There are still many people out there, who cannot spell the name of their favorite database. “PostgreSQL”, “PostgresSQL”, “Postgre SQL” … the list goes on and on. Can we blame those people? Actually no. Some words are simply pretty tricky. Each of us has failed once in a while. After all database work is not about blaming people – it is about helping them.
Fuzzy search is a way to solve the problem and to fix user experience. The goal is really to make sure that users got a chance to find something – even if typos are included in the search string.
Contrib modules
PostgreSQL provides a module called “pg_trgm”, which allows users to use trigrams along with indexes. “pg_trgm” is a very capable module and even allows regular expression matches. However, there is more. There are many more algorithms out there, which can be used to measure the distance between words or groups of words.

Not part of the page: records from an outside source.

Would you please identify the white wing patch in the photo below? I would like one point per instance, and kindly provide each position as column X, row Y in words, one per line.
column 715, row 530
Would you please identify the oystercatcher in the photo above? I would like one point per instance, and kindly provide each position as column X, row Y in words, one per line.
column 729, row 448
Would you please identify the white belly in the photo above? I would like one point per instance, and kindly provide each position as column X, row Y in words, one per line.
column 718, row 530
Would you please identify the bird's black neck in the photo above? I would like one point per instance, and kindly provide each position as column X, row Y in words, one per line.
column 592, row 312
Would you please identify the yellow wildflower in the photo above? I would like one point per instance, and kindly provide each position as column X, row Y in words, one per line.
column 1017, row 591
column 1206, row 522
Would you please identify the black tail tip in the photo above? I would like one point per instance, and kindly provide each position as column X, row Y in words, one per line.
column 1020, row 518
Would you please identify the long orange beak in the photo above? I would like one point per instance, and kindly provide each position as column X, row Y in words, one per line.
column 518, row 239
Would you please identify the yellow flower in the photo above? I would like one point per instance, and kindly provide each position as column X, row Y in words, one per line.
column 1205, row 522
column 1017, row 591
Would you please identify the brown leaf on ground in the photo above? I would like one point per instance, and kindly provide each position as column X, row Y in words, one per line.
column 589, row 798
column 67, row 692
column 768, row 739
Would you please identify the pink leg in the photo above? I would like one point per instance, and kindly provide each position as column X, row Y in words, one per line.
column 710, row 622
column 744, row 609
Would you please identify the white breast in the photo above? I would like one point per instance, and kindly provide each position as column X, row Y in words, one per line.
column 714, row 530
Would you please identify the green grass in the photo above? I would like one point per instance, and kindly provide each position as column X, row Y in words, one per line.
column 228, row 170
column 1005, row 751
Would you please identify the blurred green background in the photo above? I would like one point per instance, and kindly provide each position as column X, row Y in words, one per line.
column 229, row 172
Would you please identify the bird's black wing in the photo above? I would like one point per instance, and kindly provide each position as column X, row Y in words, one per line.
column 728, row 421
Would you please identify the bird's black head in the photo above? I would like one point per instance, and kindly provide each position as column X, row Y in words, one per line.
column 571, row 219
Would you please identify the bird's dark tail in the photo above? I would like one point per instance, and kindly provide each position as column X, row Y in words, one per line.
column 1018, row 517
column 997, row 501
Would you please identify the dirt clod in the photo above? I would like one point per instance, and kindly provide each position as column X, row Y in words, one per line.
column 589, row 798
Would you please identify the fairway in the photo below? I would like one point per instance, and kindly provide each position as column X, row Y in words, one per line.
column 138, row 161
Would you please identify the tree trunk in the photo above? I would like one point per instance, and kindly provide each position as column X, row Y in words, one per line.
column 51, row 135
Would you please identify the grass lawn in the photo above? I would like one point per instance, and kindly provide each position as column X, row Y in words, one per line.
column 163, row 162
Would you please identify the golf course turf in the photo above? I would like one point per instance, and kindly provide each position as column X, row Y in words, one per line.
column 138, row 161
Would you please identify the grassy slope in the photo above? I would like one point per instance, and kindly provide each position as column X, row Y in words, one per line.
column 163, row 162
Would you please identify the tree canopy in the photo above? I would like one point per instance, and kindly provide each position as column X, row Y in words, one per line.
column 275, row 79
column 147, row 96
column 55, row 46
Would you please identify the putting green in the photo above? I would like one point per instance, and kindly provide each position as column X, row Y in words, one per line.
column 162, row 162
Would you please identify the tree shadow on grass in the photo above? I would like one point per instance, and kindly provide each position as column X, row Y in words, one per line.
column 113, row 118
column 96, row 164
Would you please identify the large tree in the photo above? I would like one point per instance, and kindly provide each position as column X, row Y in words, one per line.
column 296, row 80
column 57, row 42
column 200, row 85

pg_similarity: A nice addon to PostgreSQL
One module, which has been around for quite a while, ist pg_similarity. It can be downloaded for free from the following website: http://pgsimilarity.projects.pgfoundry.org/ It features a couple of algorithms such as Jaro-Winkler, Q-grams and a lot more.
pg_similarity in action
To see pg_similarity in action we have compiled a couple of examples. Here is a q-gram example:
test=# SELECT qgram('PostgreSQL', 'PostgresSQL') AS q1, qgram('PostgreSQL', 'Postgres SQL') AS q2, qgram('PostgreSQL', 'Bostgres SQL') AS q3; q1 | q2 | q3 -----+-------------------+------------------- 0.8 | 0.769230769230769 | 0.538461538461538 (1 row)
Now the same with Jaro-Winkler:
test=# SELECT jarowinkler('PostgreSQL', 'PostgresSQL') AS j1, jarowinkler('PostgreSQL', 'Postgres SQL') AS j2, jarowinkler('PostgreSQL', 'Bostgres SQL') AS j3; j1 | j2 | j3 -------------------+-------------------+------------------- 0.981818181818182 | 0.966666666666667 | 0.883333333333333 (1 row)
Depending on your needs you can choose, which algorithm is suited for your problem. In some cases even a combination of various algorithms can be useful.